For what my opinion is worth, since I am not able to review the code myself but just the outline in your post, I like the feature now even more than how I liked it when you described it during our support call.

ghost commented 2 years ago

Thanks for the comments!

Re: spamming one million records -- There is no protection in place for existing record types like TempProposalPayload, OfferPayload etc. I checked this in regtest. Seems it is a systemic issue that needs to be addressed separately.

Re: forward secrecy -- Most users could be guided through the recovery without having to divulge their passphrase, the same way they are guided through manual payouts without having to divulge their private keys. Or the user should start a new wallet after recovery, which would make future backups inaccessible.

Re: CBC or ADEAD -- Not a cryptography expert, personally I am aiming for something equivalent to how I use GPG: gpg --cipher-algo AES256 --symmetric plain.file.

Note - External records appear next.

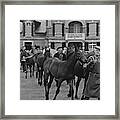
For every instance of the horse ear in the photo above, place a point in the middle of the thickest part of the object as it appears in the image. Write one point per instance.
(76, 49)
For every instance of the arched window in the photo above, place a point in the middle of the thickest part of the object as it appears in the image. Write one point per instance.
(75, 27)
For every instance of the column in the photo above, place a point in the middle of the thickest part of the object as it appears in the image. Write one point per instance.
(83, 46)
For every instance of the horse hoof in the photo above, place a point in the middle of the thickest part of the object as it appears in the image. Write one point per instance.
(76, 97)
(69, 95)
(40, 83)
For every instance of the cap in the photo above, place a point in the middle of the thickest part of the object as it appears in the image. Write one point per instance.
(59, 48)
(97, 47)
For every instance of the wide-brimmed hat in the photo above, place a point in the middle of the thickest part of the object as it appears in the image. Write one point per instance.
(97, 47)
(59, 48)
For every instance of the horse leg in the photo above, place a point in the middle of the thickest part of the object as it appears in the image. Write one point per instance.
(30, 71)
(26, 68)
(46, 75)
(58, 89)
(85, 83)
(40, 74)
(33, 69)
(37, 71)
(77, 85)
(50, 82)
(72, 91)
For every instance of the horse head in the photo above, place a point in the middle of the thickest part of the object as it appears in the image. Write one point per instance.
(81, 57)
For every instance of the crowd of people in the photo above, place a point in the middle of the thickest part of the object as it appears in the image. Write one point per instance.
(93, 82)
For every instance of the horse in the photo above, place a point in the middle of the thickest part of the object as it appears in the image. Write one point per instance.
(39, 61)
(81, 72)
(61, 71)
(29, 62)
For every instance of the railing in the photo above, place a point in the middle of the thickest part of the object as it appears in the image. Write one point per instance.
(74, 36)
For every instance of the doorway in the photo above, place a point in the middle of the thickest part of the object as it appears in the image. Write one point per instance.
(77, 45)
(28, 45)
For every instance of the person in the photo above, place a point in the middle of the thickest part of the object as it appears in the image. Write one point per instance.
(60, 55)
(92, 89)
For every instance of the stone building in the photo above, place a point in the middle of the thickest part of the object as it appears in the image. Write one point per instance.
(84, 34)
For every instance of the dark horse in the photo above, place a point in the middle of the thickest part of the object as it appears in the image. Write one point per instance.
(28, 63)
(60, 70)
(81, 72)
(39, 61)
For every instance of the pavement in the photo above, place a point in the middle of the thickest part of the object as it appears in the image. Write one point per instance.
(30, 90)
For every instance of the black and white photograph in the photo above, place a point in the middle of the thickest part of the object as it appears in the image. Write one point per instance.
(59, 59)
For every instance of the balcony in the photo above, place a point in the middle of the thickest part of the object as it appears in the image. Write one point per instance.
(75, 36)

After reading the linked stackoverflow topic, I think the solution storing an Initialization Vector along with the encrypted payload will be sufficient. I will paste sample code for your review.

alvasw commented 2 years ago

Re: spamming one million records -- There is no protection in place for existing record types like TempProposalPayload, OfferPayload etc. I checked this in regtest. Seems it is a systemic issue that needs to be addressed separately.

Ok, I thought that there is some TTL or size limit.

Re: forward secrecy and CBC or ADEAD

That's smart! GPG uses hybrid encryption with a public key. We could use the EC MultiSig key of the trade. This key is derivable with the seed.

pazza83 commented 1 year ago

Updating status to approved due to comments.

@chimp1984 gave a thumbs down but then changed his mind later in the issue.

pazza83 commented 1 year ago

@jmacxx FYI closing as approved.

ghost commented 1 year ago

Implemented & fully tested. Doubts expressed in the PR.